Zaten kendisinden başka kim kalmıştı ki geriye, İstanbul türlü felaketlerle cebelleşirken elit zevklerinden ve gizli ajandasından taviz vermeyen İmamoğlu’yla, gözle görülür hiçbir hizmeti olmamasına rağmen pohpohlanan ve Ümit Özdağ’ın göreve çağırmasıyla “dış güçlerin adayı” hâline gelen Mansur Yavaş karşısında?

Kemal Bey, 12 dakika süren son grup toplantısında, "Ya şimdi bana katılın, ya da yolumdan çekilin" restini kendi milletvekillerine ve parti üyelerine çekerek kendisinden başka isimleri Cumhurbaşkanı adayı olarak düşleyenleri hızara vermiştir. Ama bu adaylık ilanını yine arka sokaklardan dolanarak yapmıştır. Çünkü o baş hesap uzmanıdır. Bu vesileyle, gittikçe bayağılaşan ve bozuk plaktan çıkan tıngırtıyı tekrarlamaktan öteye geçemeyen 6+1 toplantılarının da sırrına vakıf olunmuştur. Her toplanışta ideal cumhurbaşkanı tarifi yeniden yapılarak âdeta taraflara menü dışından sipariş isteme hoyratlığına kapılmaması gereği ikaz edilirken diğer yandan süreci olabildiğince sündürerek ittifakın aday çıtasını Kim oluyorsa olsun bezginliğine indirmek gerekiyormuş.

Baş hesap uzmanı Kılıçdaroğlu, tüm bu engelleri bir bir aşarak, isimleri kendisinden çok anılan başkan adaylarının arasından kıvrak makas hamleleriyle sıyrılmış ve sol şeride atlamıştır.

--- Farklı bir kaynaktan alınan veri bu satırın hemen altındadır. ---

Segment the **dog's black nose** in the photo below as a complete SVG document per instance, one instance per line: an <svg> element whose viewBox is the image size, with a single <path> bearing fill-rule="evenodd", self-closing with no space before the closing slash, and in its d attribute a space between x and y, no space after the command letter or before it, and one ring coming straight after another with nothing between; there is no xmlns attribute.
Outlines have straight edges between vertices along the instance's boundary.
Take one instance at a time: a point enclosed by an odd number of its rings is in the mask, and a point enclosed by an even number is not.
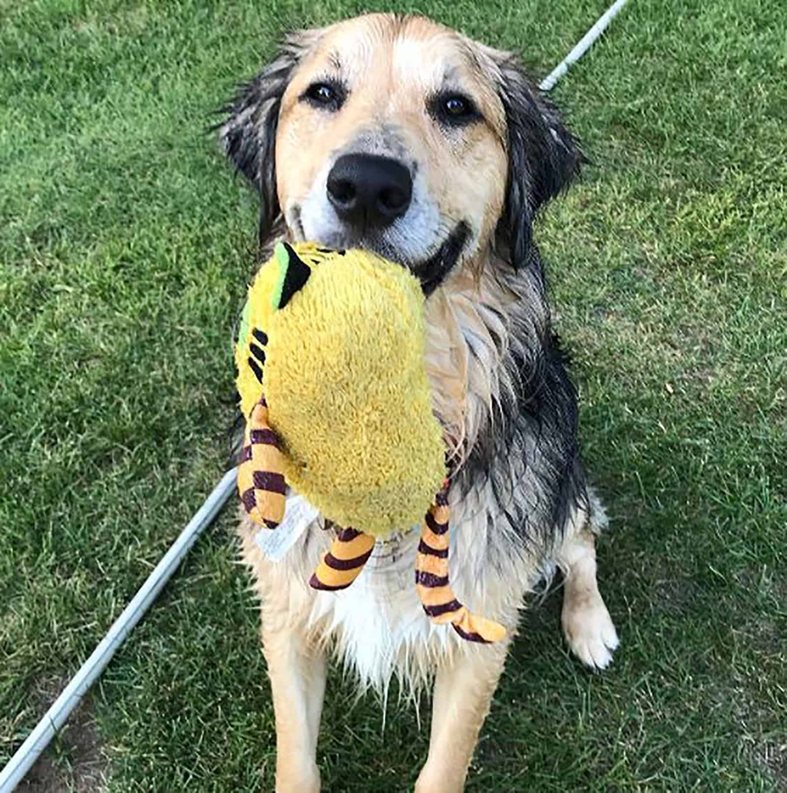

Geride kendisinden başka bir aday kalmayacak biçimde siyaseten herkesi temizlemiştir. Cumhuriyet gazetesi de Kılıçdaroğlu’nun adaylık iddiasını kulis bilgilerine dayanarak doğrulamış bulunuyor. Demek ki Kemal Bey artık tertemiz bir yenilgiye hazırdır. Çünkü insanın dünyaya ölmek için gelmesi gibi Kemal Kılıçdaroğlu da siyasete hep kaybetmek için gelmiştir. Bu zamana kadar kaybettikleri, bundan sonra kaybedeceklerinin teminatı…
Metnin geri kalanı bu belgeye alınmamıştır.